G.4 Steuerberatung und Buchhaltung

  • Steuerberatungsgesetz: keine unbefugte Hilfeleistung in Steuersachen.
  • AO/HGB/GoBD: Aufbewahrung, Nachvollziehbarkeit, Datenzugriff, Verfahrensdokumentation.
  • Konsequenz: Kontorio unterstützt technische und organisatorische Vorbereitung, ersetzt aber keine steuerliche Prüfung.

Abschluss

Dieser Entwurf ist bewusst streng formuliert. Kontorio soll nicht wie ein Spielzeug für Belege wirken, sondern wie eine ernsthafte Buchhaltungs-SaaS mit sauberer Mandantentrennung, KI als Assistenz, auditierbaren Prozessen und klarer Verantwortung.

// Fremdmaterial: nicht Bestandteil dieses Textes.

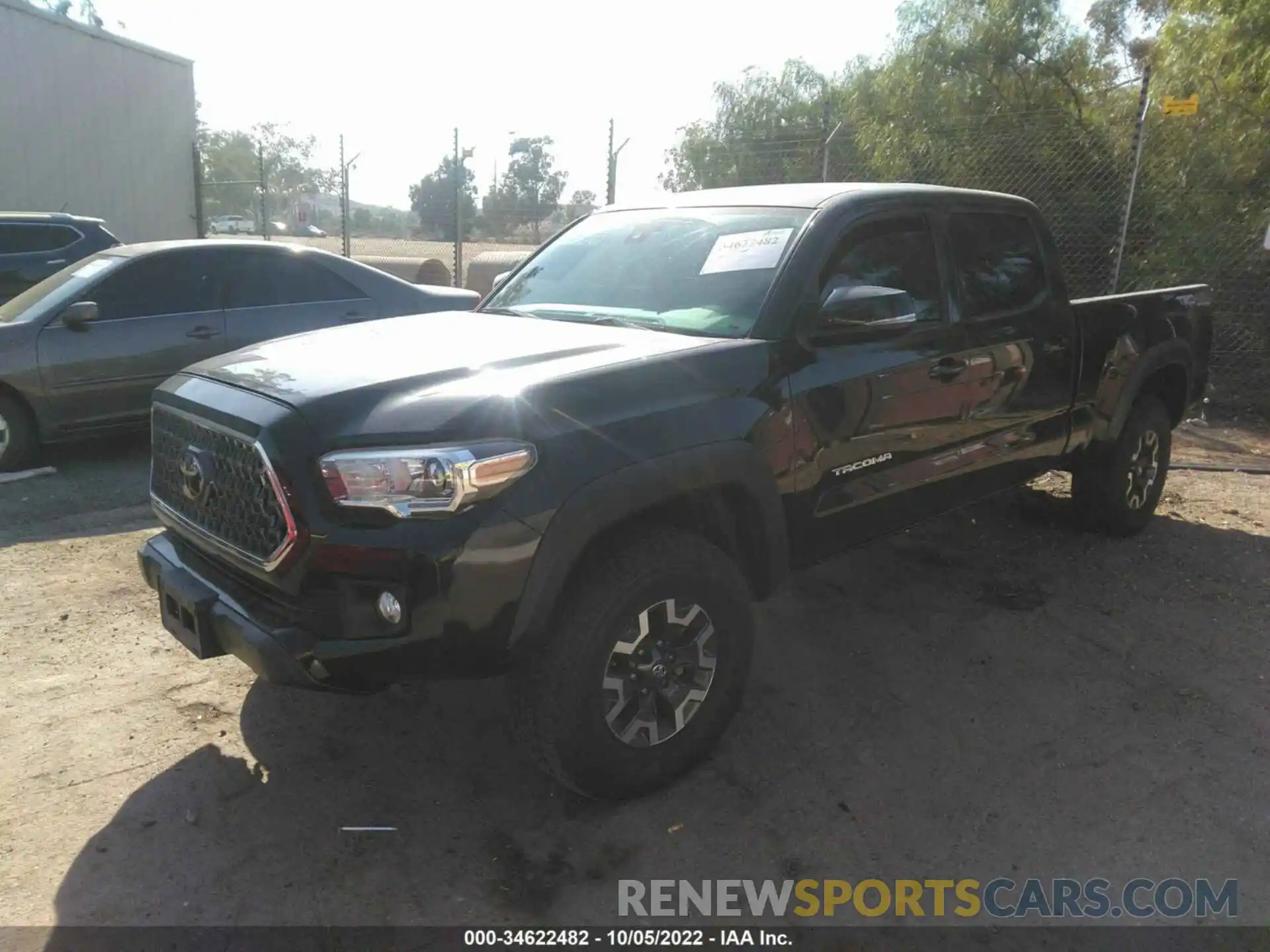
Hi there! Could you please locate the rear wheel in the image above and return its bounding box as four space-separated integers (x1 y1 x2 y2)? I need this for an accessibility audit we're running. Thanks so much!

Der wichtigste Satz für alle Rechtstexte bleibt:

Kontorio unterstützt. Kontorio schlägt vor. Kontorio strukturiert. Kontorio kann ausfallen, KI kann sich irren, OCR kann falsch lesen und Buchungsvorschläge können fachlich danebenliegen. Die fachliche Prüfung, Fristenkontrolle und Verantwortung bleiben beim Kunden und dessen qualifizierten Beratern.